Biomiga TNFalpha, human - TN1001-100

Description :

Recombinant Human Tumor Necrosis Factor α (rhTNF-α)

Catalog# Quantity Lot#

TN1001-100 100 μg 0701

Source: Recombinant human protein expressed in E. coli.

Formulation: Powder lyophilized from phosphate-buffered saline (PBS)

Preservative: None.

MW: 17 kDa

Purity: >97% (15% SDS-PAGE)

Sterility: 0.2 μm membrane-filtered and packaged aseptically.

ED50*: 0.01 - 0.1 ng/ml.

Endotoxin: ≤0.1 EU/_g TNF-α, as determined by Limulus Amebocyte Lysate (LAL) assay

QC Tests: SDS-PAGE, Native PAGE, ELISA, TC

Reconstitution and Use:

Reconstitute the contents of the vial using sterile phosphate-buffered saline (PBS) to a concentration no less than 100 μg/ml and aliquot for future use. (If the initial rehydration is too dilute, activity may be lost due to the non-specific adsorption to the container).
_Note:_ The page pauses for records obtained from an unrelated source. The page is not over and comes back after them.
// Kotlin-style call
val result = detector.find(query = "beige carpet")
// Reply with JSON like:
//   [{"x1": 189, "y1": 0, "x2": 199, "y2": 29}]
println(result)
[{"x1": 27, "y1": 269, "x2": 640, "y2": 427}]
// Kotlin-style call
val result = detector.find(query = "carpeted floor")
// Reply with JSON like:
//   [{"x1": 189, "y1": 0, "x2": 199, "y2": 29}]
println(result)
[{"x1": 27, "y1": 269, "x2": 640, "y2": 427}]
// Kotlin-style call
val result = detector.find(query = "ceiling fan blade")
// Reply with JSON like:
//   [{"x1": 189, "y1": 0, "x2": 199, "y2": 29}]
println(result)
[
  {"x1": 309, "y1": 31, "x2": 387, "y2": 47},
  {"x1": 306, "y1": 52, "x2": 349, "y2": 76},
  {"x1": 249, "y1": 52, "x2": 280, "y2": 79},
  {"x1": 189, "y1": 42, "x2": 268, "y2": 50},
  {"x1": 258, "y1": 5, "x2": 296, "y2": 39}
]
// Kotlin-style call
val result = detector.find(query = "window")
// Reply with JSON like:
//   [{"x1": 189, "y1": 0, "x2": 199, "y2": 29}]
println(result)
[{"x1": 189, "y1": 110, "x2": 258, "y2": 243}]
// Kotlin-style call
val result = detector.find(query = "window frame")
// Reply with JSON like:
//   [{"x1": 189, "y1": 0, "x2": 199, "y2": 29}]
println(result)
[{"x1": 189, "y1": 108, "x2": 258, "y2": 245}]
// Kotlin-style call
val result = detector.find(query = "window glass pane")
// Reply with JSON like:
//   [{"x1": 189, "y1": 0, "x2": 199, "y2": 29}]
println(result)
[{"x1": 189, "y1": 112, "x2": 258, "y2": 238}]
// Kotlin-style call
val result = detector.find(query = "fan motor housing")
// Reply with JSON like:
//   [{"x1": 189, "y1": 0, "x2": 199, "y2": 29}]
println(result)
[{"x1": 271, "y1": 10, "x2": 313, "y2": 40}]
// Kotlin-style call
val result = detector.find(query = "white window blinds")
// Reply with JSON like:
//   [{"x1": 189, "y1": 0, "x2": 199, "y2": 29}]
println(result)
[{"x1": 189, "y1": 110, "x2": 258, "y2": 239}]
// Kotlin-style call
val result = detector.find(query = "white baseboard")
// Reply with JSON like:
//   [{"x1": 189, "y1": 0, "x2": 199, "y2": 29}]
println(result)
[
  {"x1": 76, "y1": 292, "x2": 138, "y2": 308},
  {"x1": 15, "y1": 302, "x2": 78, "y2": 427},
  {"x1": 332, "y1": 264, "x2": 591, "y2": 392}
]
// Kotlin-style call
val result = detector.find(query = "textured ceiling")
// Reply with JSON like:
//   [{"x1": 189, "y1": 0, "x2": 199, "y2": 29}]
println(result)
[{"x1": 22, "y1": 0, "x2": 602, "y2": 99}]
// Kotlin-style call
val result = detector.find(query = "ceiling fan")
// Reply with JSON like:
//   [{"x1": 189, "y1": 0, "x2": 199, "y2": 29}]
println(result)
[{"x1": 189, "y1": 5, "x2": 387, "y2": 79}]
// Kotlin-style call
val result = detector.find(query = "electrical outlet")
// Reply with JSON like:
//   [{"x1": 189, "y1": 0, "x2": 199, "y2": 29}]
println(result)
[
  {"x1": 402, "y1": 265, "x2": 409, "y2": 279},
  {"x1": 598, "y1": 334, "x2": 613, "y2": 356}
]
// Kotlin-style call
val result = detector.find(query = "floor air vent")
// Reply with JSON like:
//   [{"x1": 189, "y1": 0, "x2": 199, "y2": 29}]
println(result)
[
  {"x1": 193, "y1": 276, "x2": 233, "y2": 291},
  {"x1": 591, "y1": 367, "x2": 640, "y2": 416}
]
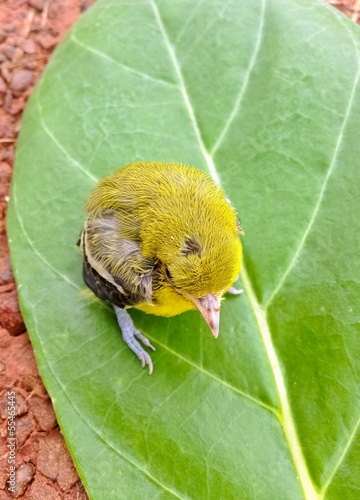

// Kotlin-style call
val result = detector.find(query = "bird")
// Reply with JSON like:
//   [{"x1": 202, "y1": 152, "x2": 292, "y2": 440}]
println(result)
[{"x1": 78, "y1": 161, "x2": 243, "y2": 374}]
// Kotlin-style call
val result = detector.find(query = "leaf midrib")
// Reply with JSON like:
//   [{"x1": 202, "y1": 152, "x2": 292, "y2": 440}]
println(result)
[{"x1": 149, "y1": 0, "x2": 318, "y2": 500}]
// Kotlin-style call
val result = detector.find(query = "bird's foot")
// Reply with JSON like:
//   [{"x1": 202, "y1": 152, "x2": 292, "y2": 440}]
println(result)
[{"x1": 114, "y1": 306, "x2": 155, "y2": 375}]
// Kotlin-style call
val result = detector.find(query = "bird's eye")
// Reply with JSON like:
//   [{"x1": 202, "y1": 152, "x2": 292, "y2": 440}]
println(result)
[{"x1": 165, "y1": 267, "x2": 172, "y2": 280}]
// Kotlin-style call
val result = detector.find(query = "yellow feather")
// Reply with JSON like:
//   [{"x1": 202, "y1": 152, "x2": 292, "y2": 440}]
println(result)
[{"x1": 86, "y1": 161, "x2": 242, "y2": 316}]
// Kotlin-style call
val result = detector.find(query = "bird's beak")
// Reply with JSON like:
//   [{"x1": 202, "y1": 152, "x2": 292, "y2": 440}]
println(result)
[{"x1": 189, "y1": 293, "x2": 221, "y2": 338}]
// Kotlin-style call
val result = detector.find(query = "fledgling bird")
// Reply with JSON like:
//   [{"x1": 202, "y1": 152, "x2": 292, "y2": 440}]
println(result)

The solution can then be further diluted to a working stock solution. Bovine serum albumin can be added to the working solution to protect TNF-α from loss at low concentrations.

Storage and Stability:

Upon receiving, store the product at -20°C. After reconstitution, store the working aliquots at 2-8 °C for no more than 3 months. For extended storage, aliquot the rehydrated solution (≥100 μg/ml) and freeze at -70°C or -20°C. Avoid repeated freezing and thawing. More dilute solutions stored at -20 °C will lose activity faster.

*ED50 Assay:

The ED50 is defined as the effective concentration of TNF-α that causes 50% cytolysis of murine L929B cells, a TNF-α sensitive mouse fibrosarcoma cell line, in the presence of actinomycin-D. Results may vary depending on cell line used. (Havell, E.A., 1987).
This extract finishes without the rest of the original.